Adlai Stevenson famously said that flattery is like a cigarette – it is all right as long as you don't inhale.
Well, so many nice things have been said about me this week, and especially tonight, that sometimes I hardly dared to breathe at all!
However, I must admit that alongside the sadness of these goodbyes, I am also giving a sigh of relief at being able to lay down my staff.
11 years in Bishopscourt is a long time. My first three predecessors were in office for very long periods in the formative days of the Province and then through the war years. After that a maximum of ten years seemed to become the norm.
So I hope I have not outstayed my welcome! But I was determined to see to its conclusion the process of transforming the Diocese of Cape Town – completed with our Diocesan Synod last month.
The pace of life today is very different from that the first Archbishops of Cape Town enjoyed. The advent of aeroplanes and cyber technology means there is rarely a moment when I am not pursued by the issues of Diocese and Province and Communion, to say nothing of Country and Continent.
As the Psalmist almost noted,
'Where shall I go from my cell-phone? Or where shall I flee from my email?
If I spread my wings towards the morning, or dwell in the uttermost parts of the sea, even there the clergy will find me, and the right-hand women of my office will get hold of me!'
It is both burden and privilege that with this Office comes so many, and such high expectations from around the world.
Yet these bring amazing opportunities to share with others the riches of God's grace that we have experienced.
Whenever I travel, I am struck afresh by the privilege it is to be a member of the Anglican Church of Southern Africa; what a privilege it is to be a partner in the gospel with you who are here tonight, and with everyone you represent.
When the burdens of office have been heavy, I have been comforted by words of Saint Augustine, words that I quoted at my enthronement in Kimberley in 1991.
He said this:
'Believe me, brothers and sisters, if what I am for you frightens me, what I am with you reassures me. For you I am the bishop; with you I am a Christian. "Bishop" – this is the title of an office one has accepted to discharge; "Christian" – this is the name of the grace one receives!'
Such is the grace and reassurance that we receive, as we respond to the call to collaborative ministry within the body of Christ; in which we are held together in the love of Christ, with all our human weaknesses and failings and where our faith is enriched through the created diversity that is God's gracious gift.
This is the rich prize we have to share with the world.
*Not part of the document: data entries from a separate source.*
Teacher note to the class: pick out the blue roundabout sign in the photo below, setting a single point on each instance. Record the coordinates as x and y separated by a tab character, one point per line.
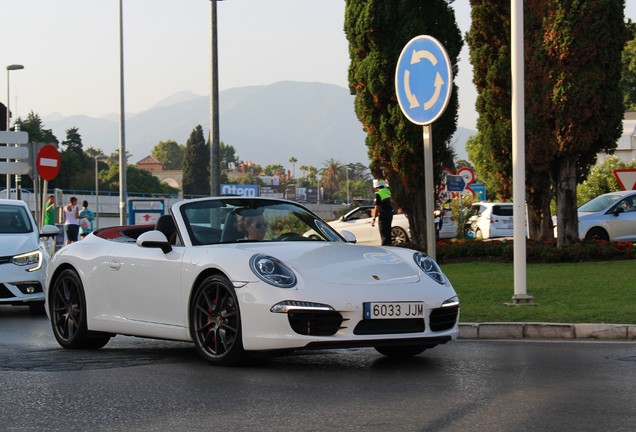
423	80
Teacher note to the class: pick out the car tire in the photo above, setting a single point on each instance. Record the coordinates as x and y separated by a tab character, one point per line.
67	308
215	322
399	237
597	234
402	350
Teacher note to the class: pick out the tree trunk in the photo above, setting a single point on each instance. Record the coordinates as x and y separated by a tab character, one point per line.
567	219
417	218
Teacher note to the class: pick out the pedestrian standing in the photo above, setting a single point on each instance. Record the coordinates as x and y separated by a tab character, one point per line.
86	219
71	221
49	211
383	210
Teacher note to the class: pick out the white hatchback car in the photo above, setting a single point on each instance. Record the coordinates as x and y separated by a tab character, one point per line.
489	220
23	256
610	217
358	222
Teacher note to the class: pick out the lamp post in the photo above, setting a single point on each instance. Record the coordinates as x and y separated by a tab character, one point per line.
215	165
347	172
122	122
9	69
97	158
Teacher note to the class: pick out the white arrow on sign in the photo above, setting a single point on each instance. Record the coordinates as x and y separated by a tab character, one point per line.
626	178
20	137
14	168
12	152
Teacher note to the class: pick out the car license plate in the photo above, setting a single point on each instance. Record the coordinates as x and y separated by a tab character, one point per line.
393	310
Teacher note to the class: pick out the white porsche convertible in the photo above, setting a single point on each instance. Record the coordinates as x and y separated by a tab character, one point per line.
236	276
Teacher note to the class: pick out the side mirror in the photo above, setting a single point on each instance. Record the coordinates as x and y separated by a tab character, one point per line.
348	236
617	211
154	239
49	231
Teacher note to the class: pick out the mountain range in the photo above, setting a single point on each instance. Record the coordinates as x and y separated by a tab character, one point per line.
268	124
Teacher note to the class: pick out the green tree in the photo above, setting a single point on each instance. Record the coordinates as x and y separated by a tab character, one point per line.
137	180
628	78
377	30
573	64
573	103
170	154
274	169
489	43
330	177
196	164
35	128
310	175
293	160
73	142
228	155
37	134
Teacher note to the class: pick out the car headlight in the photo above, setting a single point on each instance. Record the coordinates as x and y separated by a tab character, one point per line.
430	267
272	271
451	302
30	258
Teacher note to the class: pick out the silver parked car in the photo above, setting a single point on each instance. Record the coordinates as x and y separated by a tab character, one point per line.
489	220
358	222
23	256
610	217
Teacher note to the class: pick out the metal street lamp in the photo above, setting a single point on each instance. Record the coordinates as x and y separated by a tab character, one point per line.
10	68
215	165
123	186
97	158
347	171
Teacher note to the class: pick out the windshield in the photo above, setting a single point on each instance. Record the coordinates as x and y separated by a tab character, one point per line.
599	203
14	220
233	220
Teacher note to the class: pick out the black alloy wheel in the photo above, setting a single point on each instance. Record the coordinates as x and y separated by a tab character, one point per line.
399	237
215	322
68	313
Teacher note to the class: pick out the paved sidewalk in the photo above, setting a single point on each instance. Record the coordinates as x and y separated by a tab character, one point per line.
513	330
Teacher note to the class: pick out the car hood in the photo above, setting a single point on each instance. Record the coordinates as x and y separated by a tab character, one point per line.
12	244
582	214
342	263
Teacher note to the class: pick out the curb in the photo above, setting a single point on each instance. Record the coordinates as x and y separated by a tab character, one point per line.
513	330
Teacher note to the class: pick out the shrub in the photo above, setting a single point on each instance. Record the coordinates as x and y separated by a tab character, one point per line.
536	252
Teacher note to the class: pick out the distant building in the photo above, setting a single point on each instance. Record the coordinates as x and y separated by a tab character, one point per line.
626	145
150	164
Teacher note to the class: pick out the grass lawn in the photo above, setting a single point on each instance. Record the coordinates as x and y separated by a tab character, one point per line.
586	292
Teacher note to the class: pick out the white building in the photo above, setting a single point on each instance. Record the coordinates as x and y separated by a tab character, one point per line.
626	146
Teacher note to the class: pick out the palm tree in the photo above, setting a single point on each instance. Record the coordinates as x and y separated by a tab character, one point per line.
331	176
293	160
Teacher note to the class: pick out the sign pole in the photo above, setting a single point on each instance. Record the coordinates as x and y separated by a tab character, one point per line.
428	194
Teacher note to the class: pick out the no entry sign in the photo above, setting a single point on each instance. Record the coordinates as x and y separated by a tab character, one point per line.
48	162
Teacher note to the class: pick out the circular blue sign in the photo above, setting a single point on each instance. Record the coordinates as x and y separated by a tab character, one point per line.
423	80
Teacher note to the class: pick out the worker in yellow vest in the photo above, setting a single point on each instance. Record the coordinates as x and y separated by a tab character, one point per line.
383	210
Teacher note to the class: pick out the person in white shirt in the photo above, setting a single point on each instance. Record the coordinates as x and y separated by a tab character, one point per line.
71	221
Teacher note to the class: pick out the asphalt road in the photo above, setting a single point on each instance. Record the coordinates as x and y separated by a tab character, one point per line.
468	385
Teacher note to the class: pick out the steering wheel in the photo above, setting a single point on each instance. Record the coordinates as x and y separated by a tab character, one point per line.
289	236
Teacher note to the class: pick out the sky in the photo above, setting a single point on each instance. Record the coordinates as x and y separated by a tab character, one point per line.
70	51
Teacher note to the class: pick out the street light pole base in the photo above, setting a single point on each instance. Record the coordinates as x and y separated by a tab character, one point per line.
522	300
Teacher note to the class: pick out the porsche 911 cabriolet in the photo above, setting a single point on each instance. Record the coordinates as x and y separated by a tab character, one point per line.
240	276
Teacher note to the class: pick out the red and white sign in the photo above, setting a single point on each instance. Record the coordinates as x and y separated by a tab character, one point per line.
626	178
48	162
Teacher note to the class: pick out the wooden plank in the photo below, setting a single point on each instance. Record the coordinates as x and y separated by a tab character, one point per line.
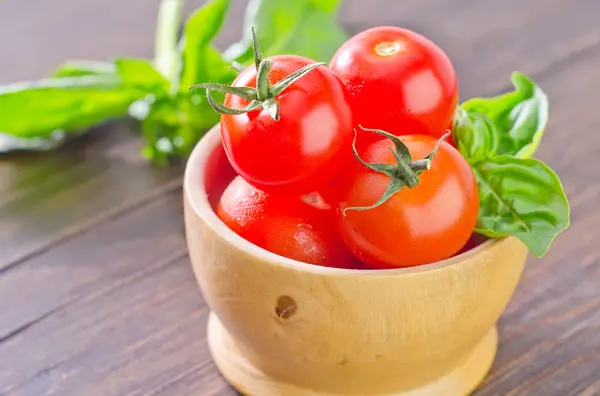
550	335
97	294
49	197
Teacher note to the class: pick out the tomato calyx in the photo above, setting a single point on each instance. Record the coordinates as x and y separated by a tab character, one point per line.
264	94
406	171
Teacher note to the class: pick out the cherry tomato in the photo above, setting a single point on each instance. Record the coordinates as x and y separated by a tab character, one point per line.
282	224
418	225
307	145
399	81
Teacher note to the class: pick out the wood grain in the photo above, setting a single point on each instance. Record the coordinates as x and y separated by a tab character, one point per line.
97	296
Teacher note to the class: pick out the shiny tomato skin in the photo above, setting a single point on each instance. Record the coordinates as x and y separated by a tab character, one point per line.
283	224
309	143
412	90
425	224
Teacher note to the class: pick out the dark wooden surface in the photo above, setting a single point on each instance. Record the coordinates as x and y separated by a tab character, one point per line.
97	296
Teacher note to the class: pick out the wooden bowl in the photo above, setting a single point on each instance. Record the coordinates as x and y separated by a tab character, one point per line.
282	327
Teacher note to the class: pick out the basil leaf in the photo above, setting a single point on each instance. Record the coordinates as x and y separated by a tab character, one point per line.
201	61
173	125
37	109
307	28
519	116
475	135
140	73
521	197
166	55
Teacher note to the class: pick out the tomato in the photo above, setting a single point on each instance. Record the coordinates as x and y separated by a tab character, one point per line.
398	80
419	225
307	145
282	224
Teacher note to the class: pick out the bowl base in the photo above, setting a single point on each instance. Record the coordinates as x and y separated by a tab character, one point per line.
251	381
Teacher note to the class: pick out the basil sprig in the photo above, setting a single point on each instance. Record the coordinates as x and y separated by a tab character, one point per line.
518	195
40	115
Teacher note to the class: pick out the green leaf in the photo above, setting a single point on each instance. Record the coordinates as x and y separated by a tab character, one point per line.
84	68
520	116
201	61
166	55
174	125
37	109
475	135
521	197
302	27
140	73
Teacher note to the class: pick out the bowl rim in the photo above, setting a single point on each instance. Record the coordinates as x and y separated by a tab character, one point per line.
197	199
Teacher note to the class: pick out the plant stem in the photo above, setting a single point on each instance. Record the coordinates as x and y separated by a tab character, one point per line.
166	59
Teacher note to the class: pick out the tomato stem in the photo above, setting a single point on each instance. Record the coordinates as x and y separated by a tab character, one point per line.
263	95
405	173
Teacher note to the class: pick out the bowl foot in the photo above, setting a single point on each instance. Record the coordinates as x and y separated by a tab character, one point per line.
250	381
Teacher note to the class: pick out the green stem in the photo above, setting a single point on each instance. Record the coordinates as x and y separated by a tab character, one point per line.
166	59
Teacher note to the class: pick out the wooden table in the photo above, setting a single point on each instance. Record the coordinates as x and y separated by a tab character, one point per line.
97	296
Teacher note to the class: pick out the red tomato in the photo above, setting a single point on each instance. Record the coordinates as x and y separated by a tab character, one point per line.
399	81
284	225
418	225
307	145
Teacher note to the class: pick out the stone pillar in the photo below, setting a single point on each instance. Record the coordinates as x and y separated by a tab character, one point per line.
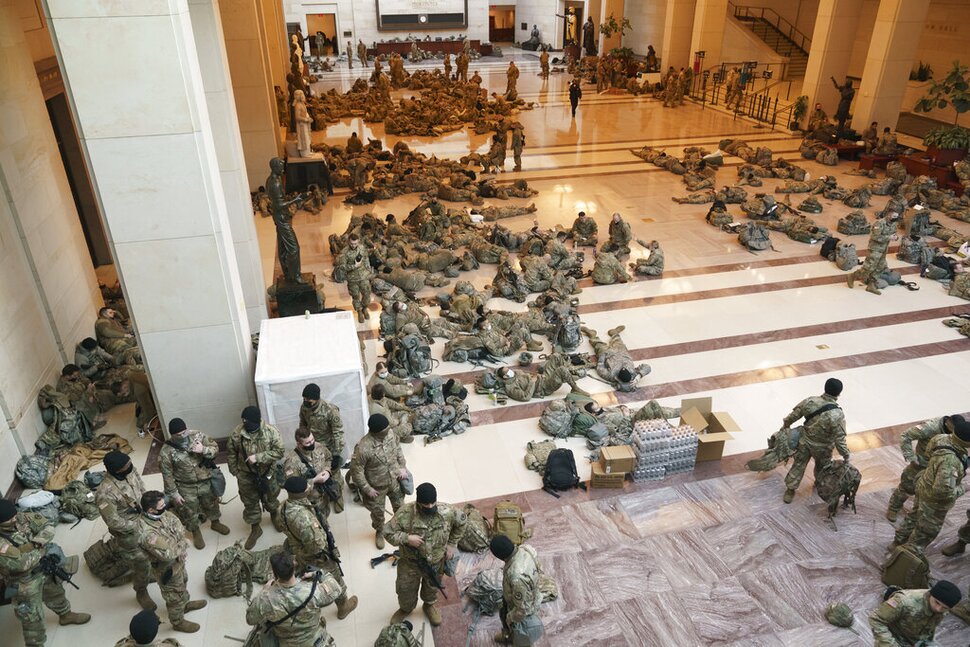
132	73
892	49
708	32
208	31
678	27
832	41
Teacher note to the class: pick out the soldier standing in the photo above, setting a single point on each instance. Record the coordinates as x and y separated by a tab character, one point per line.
937	489
312	460
119	499
310	540
186	462
823	429
911	617
917	458
521	596
323	420
24	541
377	467
427	533
161	537
289	594
253	449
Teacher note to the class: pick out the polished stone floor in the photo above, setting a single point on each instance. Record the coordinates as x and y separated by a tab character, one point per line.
708	558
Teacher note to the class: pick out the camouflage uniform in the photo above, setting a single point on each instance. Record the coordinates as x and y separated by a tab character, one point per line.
257	483
327	428
184	474
375	465
439	531
905	620
937	489
119	502
307	626
819	435
22	542
163	543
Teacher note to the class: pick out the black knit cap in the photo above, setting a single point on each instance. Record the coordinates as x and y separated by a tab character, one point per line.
947	593
144	627
501	546
426	493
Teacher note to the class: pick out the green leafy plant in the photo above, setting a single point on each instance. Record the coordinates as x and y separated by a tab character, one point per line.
952	90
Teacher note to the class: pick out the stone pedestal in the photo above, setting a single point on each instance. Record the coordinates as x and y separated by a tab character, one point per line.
294	299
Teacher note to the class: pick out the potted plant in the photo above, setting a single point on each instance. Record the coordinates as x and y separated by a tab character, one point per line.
948	144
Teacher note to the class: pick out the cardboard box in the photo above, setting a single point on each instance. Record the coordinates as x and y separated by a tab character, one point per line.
618	459
600	479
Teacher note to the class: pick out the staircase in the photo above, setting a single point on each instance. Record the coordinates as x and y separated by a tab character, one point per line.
779	34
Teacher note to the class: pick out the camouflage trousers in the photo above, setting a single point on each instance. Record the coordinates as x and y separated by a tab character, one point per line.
172	582
376	505
922	525
200	505
410	580
906	487
33	593
254	500
822	455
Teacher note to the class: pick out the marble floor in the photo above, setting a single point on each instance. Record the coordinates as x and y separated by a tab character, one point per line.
707	558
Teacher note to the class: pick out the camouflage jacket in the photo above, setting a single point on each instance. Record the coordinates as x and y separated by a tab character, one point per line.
904	619
376	462
825	429
162	540
942	480
180	467
21	546
922	434
520	584
265	443
305	628
438	531
324	421
119	503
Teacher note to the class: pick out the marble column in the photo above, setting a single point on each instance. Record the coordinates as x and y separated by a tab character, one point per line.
708	32
892	50
133	76
678	27
207	27
832	43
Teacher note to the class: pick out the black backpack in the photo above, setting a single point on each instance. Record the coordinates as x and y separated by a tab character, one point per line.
560	472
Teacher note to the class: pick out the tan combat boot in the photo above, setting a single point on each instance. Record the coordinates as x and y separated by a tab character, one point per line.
145	600
255	533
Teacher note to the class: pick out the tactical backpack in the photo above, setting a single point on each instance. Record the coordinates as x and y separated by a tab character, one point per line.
508	521
477	531
560	473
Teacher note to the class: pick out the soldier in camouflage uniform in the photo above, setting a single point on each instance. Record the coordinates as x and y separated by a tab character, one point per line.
143	631
288	592
823	430
323	419
118	499
186	463
377	467
253	449
353	263
521	594
910	617
24	540
309	538
916	458
161	537
937	489
314	462
427	533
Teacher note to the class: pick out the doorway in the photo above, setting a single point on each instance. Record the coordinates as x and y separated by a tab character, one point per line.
325	24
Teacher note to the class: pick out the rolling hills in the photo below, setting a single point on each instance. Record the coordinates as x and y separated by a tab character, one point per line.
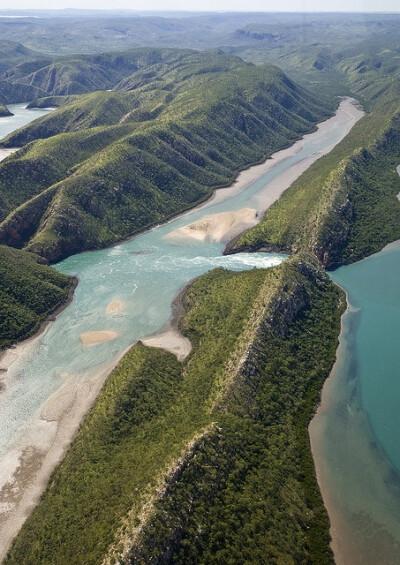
209	459
159	143
29	292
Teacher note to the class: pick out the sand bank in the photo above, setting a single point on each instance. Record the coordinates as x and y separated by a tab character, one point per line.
172	341
217	227
6	152
227	225
114	307
25	471
90	338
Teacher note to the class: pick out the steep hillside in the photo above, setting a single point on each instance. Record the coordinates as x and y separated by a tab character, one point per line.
29	291
345	207
4	111
130	159
215	465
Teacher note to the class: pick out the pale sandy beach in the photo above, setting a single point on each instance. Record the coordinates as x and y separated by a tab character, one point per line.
25	471
170	340
115	307
217	227
225	226
6	152
100	336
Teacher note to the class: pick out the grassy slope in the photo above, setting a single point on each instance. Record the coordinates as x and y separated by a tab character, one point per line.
189	126
29	291
254	435
345	207
4	111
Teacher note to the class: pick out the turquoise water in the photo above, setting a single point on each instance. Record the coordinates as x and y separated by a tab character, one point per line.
361	452
144	274
359	424
21	117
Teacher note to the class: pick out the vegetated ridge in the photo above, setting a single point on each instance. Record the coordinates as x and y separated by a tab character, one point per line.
226	430
29	292
174	131
4	111
345	206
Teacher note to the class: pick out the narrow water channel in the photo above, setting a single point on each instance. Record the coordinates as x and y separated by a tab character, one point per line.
124	291
355	434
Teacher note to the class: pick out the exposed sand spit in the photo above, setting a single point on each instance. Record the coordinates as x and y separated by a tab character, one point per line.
170	340
218	227
114	307
90	338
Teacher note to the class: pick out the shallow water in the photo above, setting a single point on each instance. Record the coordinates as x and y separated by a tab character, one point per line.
21	117
356	433
144	274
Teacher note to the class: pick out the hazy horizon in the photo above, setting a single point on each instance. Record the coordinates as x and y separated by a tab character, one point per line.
300	6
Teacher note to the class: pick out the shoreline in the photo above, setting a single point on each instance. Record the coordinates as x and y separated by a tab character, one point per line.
19	347
62	413
274	189
169	337
245	177
340	537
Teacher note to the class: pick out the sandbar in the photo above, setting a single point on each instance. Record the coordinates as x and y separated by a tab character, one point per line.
26	470
172	341
114	307
100	336
217	227
4	153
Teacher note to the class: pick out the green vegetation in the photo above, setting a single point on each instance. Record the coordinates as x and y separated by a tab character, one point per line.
181	125
345	206
29	292
249	470
4	111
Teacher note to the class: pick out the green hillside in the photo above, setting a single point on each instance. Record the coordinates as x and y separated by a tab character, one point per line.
4	111
132	158
345	206
215	465
29	292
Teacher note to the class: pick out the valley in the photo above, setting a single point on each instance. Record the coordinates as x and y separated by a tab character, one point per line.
203	456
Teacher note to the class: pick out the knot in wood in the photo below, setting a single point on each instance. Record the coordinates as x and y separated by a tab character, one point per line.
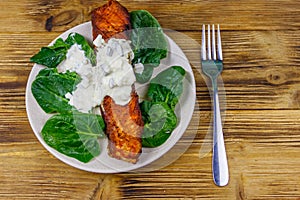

Of course, it has not always been easy to deal with our differences. We have had tense times in our Synods and Committees, and there have been many pains alongside the joys.
Yet the Lord gave us great courage to hold together and to face our conflicts head on. We dared to believe that what we had in common as fellow-members of the body of Christ, was far greater than anything that could attempt to divide us.
This glorious 'unity in diversity' can get the Anglican Church a bad name, even within our Communion! Sometimes the Anglican ability to live with difference is wrongly caricatured as little more than having no real principles by which to stand.
Some of you will remember the Zapiro cartoon which showed me as the 'Ambivalent Archbishop' with two faces looking in different directions in the debate on homosexuality.
Of our current controversies let me only say that this is God's church – he has seen us through all manner of crises in the past, and he will see us through again.
But the reality is this – we are a church that encompasses a great breadth of opinions on this, as on many other subjects, where there are no easy answers.
We respect all who earnestly strive to discern the truth; and we declare there is a place within our walls for all who honestly yearn to follow the way of Christ in faithful obedience and holiness of life.
Bishop Michael Nuttal, in his gracious words at the Cathedral (thank you, Michael), spoke about being 'touched by Jesus'.
Yes, Jesus Christ is the corner-stone, the touch-stone of our faith.
This too is a lesson that the Anglican Communion must relearn, even as we in Southern Africa found that the roots of our identity lie in Jesus Christ. The life of faith is entirely dependent on our relationship with him – not on any particular stance on any particular issue.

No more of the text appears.